Fête des Lumières à Lyon : pourquoi cette célébration a suscité la colère de l’extrême droite
La Fête des Lumières 2025 de Lyon a déclenché une vive polémique après la projection d’une œuvre culinaire sur la place des Terreaux. Des références au couscous et à d’autres plats ont provoqué l’indignation de personnalités d’extrême droite. Le maire Grégory Doucet a défendu l’installation face aux attaques.
Fête des Lumières à Lyon : pourquoi cette célébration a suscité la colère de l’extrême droite
L’œuvre intitulée « Le lundi c’est raviolis ! » mêlait images de légumes, de boîtes de raviolis, de quenelle de brochet, de couscous et de saucisses. La projection sur la façade de l’hôtel de ville et du Musée des Beaux-arts était volontairement décalée et pleine d’humour.
Cette proximité entre tradition lyonnaise et références « d’ailleurs » a mis le feu aux réseaux sociaux. Insight clé : une fête populaire peut agiter des lignes politiques très visibles.

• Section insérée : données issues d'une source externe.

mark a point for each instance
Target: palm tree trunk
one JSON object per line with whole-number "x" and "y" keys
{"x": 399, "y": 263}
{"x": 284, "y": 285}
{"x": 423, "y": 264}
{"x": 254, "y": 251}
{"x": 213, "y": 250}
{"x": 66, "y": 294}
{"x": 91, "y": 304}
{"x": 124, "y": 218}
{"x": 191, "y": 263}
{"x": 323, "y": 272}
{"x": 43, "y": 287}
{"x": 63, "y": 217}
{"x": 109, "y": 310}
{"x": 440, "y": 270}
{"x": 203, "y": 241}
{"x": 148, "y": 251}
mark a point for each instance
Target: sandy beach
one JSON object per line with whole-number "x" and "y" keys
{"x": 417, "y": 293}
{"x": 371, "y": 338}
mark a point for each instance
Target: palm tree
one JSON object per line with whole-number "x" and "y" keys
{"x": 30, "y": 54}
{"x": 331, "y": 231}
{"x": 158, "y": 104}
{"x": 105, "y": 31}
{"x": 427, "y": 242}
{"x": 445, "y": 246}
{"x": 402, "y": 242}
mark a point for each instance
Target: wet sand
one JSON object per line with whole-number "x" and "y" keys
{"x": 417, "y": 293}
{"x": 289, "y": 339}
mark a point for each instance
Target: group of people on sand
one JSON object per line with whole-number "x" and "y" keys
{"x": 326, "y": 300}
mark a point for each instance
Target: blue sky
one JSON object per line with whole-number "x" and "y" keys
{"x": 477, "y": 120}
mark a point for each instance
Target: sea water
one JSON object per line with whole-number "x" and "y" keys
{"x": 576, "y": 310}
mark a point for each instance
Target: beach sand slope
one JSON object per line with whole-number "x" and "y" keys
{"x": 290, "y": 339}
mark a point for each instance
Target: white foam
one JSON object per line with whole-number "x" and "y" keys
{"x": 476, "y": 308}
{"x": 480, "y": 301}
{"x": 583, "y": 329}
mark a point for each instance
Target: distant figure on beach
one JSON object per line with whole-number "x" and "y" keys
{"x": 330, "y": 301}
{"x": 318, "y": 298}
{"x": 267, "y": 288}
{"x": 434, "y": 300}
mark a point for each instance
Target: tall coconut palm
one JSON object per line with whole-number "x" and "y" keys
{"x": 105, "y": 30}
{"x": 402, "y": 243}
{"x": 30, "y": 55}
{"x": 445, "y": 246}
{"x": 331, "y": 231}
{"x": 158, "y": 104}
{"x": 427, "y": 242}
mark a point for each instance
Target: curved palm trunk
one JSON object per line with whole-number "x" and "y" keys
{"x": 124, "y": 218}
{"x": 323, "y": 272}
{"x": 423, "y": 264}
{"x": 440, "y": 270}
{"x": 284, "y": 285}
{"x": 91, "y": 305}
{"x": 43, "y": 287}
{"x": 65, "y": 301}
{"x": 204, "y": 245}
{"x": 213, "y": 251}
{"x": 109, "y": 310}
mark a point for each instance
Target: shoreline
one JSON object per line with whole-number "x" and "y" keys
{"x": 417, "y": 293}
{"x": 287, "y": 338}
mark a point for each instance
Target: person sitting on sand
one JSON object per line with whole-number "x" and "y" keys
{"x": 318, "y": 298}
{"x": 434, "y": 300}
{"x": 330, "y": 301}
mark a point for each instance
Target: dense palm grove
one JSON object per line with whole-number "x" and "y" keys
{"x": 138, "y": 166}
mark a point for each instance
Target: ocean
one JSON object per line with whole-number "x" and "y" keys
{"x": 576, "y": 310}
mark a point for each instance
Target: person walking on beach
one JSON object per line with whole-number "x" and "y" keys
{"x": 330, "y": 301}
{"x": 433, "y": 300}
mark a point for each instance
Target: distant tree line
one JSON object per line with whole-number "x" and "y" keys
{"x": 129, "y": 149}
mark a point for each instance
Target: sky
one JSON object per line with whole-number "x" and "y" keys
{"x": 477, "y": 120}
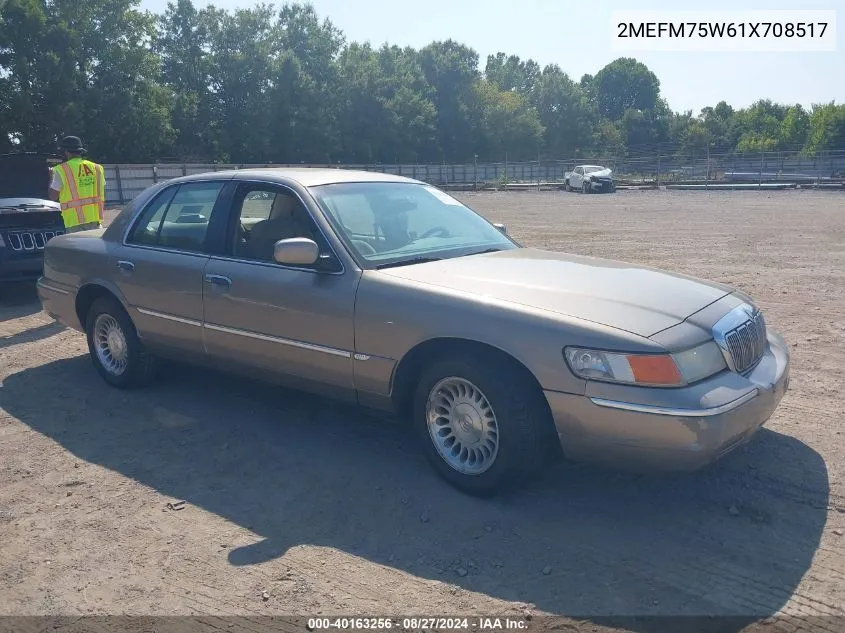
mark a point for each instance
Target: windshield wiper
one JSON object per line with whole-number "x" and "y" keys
{"x": 408, "y": 262}
{"x": 486, "y": 250}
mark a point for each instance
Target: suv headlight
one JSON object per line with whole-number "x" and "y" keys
{"x": 664, "y": 370}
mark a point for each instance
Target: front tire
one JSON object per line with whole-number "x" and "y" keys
{"x": 482, "y": 425}
{"x": 114, "y": 346}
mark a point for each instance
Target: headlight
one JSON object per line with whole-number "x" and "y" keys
{"x": 646, "y": 369}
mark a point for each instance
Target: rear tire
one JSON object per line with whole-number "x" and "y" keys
{"x": 495, "y": 419}
{"x": 115, "y": 349}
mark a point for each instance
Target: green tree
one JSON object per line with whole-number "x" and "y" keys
{"x": 827, "y": 128}
{"x": 452, "y": 71}
{"x": 509, "y": 72}
{"x": 625, "y": 84}
{"x": 565, "y": 113}
{"x": 508, "y": 124}
{"x": 183, "y": 42}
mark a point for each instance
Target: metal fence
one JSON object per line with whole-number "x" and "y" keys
{"x": 125, "y": 181}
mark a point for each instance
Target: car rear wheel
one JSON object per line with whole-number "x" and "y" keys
{"x": 114, "y": 346}
{"x": 482, "y": 425}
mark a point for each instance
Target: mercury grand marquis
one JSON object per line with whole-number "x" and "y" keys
{"x": 391, "y": 294}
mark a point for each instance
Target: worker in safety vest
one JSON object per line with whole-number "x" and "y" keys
{"x": 79, "y": 186}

La séquence gastronomique : humour, patrimoine et diversité
L’installation se voulait un hommage à la nourriture et au partage. Le propos artistique revendiquait des « saveurs d’ici et d’ailleurs » pour parler de convivialité.
Exemple concret : la musique orientale accompagnant la séquence a été perçue comme une provocation par certains. Insight clé : l’art contemporain joue souvent sur les codes pour faire réagir le public.

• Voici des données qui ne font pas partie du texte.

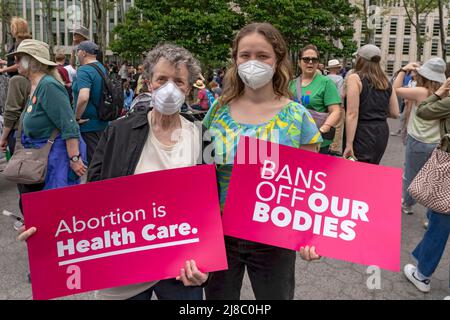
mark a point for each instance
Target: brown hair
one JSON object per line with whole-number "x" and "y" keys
{"x": 371, "y": 70}
{"x": 60, "y": 57}
{"x": 233, "y": 85}
{"x": 19, "y": 28}
{"x": 430, "y": 85}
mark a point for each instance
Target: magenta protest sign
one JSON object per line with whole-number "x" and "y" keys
{"x": 123, "y": 231}
{"x": 348, "y": 210}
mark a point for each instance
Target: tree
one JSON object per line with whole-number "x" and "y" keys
{"x": 204, "y": 27}
{"x": 325, "y": 23}
{"x": 417, "y": 11}
{"x": 101, "y": 7}
{"x": 7, "y": 10}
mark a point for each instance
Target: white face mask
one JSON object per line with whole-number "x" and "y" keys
{"x": 255, "y": 74}
{"x": 168, "y": 98}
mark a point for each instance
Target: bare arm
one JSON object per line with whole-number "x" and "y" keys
{"x": 351, "y": 119}
{"x": 73, "y": 150}
{"x": 394, "y": 111}
{"x": 83, "y": 99}
{"x": 310, "y": 147}
{"x": 333, "y": 118}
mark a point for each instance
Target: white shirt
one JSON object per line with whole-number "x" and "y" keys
{"x": 155, "y": 157}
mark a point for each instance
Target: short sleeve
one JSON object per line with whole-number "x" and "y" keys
{"x": 84, "y": 79}
{"x": 56, "y": 104}
{"x": 210, "y": 114}
{"x": 331, "y": 94}
{"x": 305, "y": 126}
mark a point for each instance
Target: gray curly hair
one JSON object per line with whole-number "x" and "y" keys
{"x": 175, "y": 55}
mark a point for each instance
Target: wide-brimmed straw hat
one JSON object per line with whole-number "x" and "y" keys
{"x": 434, "y": 70}
{"x": 199, "y": 84}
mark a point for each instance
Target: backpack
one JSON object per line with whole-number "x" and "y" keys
{"x": 111, "y": 102}
{"x": 211, "y": 98}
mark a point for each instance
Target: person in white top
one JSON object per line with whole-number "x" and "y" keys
{"x": 423, "y": 135}
{"x": 158, "y": 139}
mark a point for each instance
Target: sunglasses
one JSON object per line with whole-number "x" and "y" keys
{"x": 310, "y": 60}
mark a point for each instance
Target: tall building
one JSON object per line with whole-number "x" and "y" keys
{"x": 396, "y": 37}
{"x": 66, "y": 14}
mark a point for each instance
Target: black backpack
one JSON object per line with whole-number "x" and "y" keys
{"x": 110, "y": 106}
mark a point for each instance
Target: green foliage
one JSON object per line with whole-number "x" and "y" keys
{"x": 207, "y": 27}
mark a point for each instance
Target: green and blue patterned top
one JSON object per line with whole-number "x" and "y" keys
{"x": 292, "y": 126}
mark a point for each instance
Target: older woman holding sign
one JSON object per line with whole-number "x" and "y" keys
{"x": 146, "y": 141}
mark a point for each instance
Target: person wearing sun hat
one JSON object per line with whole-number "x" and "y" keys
{"x": 370, "y": 101}
{"x": 423, "y": 135}
{"x": 48, "y": 108}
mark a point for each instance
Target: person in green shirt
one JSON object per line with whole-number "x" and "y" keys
{"x": 48, "y": 109}
{"x": 318, "y": 94}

Les réactions politiques et la montée en puissance de la polémique
Sur X, l’influenceur identitaire Damien Rieu a déclenché la vague en s’en prenant directement à la projection. Des élus affiliés au Rassemblement National et des candidats locaux ont rapidement repris le sujet pour dénoncer ce qu’ils appellent une rupture avec la tradition.

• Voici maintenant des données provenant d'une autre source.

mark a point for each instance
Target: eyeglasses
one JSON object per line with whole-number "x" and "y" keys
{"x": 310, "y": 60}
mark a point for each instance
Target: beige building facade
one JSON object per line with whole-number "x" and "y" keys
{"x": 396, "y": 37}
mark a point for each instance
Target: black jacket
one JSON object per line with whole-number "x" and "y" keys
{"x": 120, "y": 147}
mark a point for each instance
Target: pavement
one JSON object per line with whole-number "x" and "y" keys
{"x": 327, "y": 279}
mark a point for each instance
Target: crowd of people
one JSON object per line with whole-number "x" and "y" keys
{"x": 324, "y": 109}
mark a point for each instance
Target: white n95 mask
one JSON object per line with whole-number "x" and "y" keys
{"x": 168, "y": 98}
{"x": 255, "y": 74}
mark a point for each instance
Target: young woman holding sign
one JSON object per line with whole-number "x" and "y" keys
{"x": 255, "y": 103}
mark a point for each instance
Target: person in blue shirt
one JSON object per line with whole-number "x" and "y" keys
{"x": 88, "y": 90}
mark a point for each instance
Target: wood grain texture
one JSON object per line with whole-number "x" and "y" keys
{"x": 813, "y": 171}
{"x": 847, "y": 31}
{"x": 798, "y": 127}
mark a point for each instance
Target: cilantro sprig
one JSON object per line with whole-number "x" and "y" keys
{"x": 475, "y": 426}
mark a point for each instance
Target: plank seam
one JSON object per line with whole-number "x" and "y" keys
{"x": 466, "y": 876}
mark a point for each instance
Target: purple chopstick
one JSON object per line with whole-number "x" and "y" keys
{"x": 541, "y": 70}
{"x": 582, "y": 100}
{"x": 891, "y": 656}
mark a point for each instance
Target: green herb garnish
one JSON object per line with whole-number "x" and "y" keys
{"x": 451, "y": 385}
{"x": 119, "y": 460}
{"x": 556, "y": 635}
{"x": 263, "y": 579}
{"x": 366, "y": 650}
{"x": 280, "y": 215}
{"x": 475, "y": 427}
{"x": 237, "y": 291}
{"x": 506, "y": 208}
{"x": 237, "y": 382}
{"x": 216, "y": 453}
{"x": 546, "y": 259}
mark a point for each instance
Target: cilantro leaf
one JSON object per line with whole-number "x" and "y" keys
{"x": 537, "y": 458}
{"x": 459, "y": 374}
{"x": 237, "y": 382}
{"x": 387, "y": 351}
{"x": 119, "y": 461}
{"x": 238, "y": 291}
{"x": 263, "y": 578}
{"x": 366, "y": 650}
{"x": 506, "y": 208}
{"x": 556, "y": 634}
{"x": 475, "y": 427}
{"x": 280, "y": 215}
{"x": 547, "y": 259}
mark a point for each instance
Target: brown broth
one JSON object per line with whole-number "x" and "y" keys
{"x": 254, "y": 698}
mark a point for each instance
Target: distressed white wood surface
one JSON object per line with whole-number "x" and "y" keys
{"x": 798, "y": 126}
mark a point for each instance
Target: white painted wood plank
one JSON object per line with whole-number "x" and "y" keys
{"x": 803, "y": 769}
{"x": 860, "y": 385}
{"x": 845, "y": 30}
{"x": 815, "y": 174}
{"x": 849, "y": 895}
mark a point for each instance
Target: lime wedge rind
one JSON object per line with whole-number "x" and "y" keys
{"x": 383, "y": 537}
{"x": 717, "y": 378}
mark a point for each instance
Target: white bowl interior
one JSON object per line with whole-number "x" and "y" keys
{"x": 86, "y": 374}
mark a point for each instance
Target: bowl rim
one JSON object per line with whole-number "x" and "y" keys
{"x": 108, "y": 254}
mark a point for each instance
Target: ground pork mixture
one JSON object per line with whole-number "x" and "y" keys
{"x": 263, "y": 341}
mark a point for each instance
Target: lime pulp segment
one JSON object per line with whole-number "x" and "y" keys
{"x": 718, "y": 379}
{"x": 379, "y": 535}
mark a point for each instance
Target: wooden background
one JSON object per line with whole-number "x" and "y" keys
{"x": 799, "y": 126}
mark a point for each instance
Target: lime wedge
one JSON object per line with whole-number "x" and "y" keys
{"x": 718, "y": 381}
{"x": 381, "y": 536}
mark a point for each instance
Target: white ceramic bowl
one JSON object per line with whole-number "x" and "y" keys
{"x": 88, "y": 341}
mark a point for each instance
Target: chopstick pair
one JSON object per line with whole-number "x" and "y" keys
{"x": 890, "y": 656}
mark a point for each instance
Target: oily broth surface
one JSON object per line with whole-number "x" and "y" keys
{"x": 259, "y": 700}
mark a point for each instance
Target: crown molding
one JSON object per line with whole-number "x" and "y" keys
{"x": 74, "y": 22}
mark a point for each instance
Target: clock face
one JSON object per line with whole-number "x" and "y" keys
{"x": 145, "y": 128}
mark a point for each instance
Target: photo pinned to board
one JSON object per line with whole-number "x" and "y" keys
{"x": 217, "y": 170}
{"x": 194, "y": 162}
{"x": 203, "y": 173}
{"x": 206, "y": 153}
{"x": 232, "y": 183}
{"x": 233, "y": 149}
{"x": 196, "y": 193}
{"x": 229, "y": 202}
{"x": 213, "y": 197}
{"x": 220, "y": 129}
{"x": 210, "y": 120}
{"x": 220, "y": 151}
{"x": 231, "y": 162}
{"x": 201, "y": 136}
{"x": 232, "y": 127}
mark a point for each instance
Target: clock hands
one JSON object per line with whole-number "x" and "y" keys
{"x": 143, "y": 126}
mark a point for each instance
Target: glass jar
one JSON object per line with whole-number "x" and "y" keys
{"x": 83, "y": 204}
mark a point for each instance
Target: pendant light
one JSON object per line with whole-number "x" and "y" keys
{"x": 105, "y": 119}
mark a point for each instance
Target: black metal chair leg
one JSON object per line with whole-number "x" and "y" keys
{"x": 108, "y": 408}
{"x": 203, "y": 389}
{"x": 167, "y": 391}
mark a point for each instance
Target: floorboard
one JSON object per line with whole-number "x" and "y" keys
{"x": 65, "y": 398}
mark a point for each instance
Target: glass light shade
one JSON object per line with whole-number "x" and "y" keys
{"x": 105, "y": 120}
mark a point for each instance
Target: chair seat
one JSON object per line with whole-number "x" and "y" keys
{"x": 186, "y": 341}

Le maire Grégory Doucet a répondu en défendant l’artiste et en rappelant l’ancrage populaire de la fête. Insight clé : la controverse révèle autant la stratégie politique que les clivages culturels.
Histoire et identité : pourquoi le sujet est si sensible à Lyon
La Fête des Lumières prend sa source dans le vœu de 1643 pour la Vierge, puis s’est transformée dans les années 1980 en grand rendez-vous artistique. Cette double histoire explique l’attachement émotionnel des Lyonnais au 8 décembre.
Les défenseurs de l’œuvre rappellent que la ville a toujours mêlé tradition et ouverture. Insight clé : contester une projection, c’est interroger ce que doit célébrer une tradition aujourd’hui.
Ce que révèle l’affaire pour la scène locale et les visiteurs
Pour les habitants et les restaurateurs, la Fête des Lumières reste d’abord un moment de partage et de gourmandise. Les artisans et les bouchons profitent d’affluences massives et d’une mise en lumière de la gastronomie lyonnaise.
Cette polémique montre que la cuisine peut devenir un marqueur politique aussi puissant que n’importe quel symbole. Insight clé : le goût collectif se joue parfois au croisement de l’assiette et de l’identité.